Until December, the statements included only one that referenced bullying. For instance, parents were asked to what extent they agreed with the statement: "The school deals well with bullying." But since January, the questionnaire has been beefed up with a view to getting a clearer picture.

Now, parents are asked whether they have been informed of the school's anti-bullying policy, whether they know who to approach in the school if their child experiences bullying, and how confident they are that bullying will be dealt with promptly and effectively.

Similarly, pupils get an opportunity to comment on the clarity of school rules in relation to bullying, whether they have learned about different kinds of bullying and, if they are being bullied, whether they know they can seek help from a teacher or other adult in the school.

Chief Inspector, Dr Harold Hislop, said the Department of Education was committed to tackling bullying in all its forms, and, last year, updated its anti-bullying strategy to include issues such as cyberbullying and racist bullying.

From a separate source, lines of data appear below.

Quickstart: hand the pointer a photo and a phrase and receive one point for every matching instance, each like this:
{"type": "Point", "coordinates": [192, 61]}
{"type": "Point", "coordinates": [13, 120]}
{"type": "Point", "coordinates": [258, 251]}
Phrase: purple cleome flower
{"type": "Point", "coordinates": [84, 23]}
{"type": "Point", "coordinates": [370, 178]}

In September, the department also issued guidelines to schools on how to implement their own anti-bullying strategies and advised that all schools should have such strategies in place by this Easter. He said inspectors were keen to capture the views of how schools were dealing with the issue of bullying and as part of the whole-school inspection process, they surveyed parents and students.

"Since January, we have amended the questions relating to bullying which we ask students and parents in order to get a clearer picture of how they perceive their school deals with the problem".

According to Mr Hislop, the majority of schools are doing good work in making sure children feel safe and secure, "but part of our reasoning behind changing the questionnaire is to further examine students' and parents' knowledge of anti-bullying strategies and procedures in schools".

He said surveys that they completed before the publication of the anti-bullying strategy showed that as many as one in four parents was unsure or unaware of the schools' anti-bullying procedures, which clearly pointed to the need for better communication between schools and parents.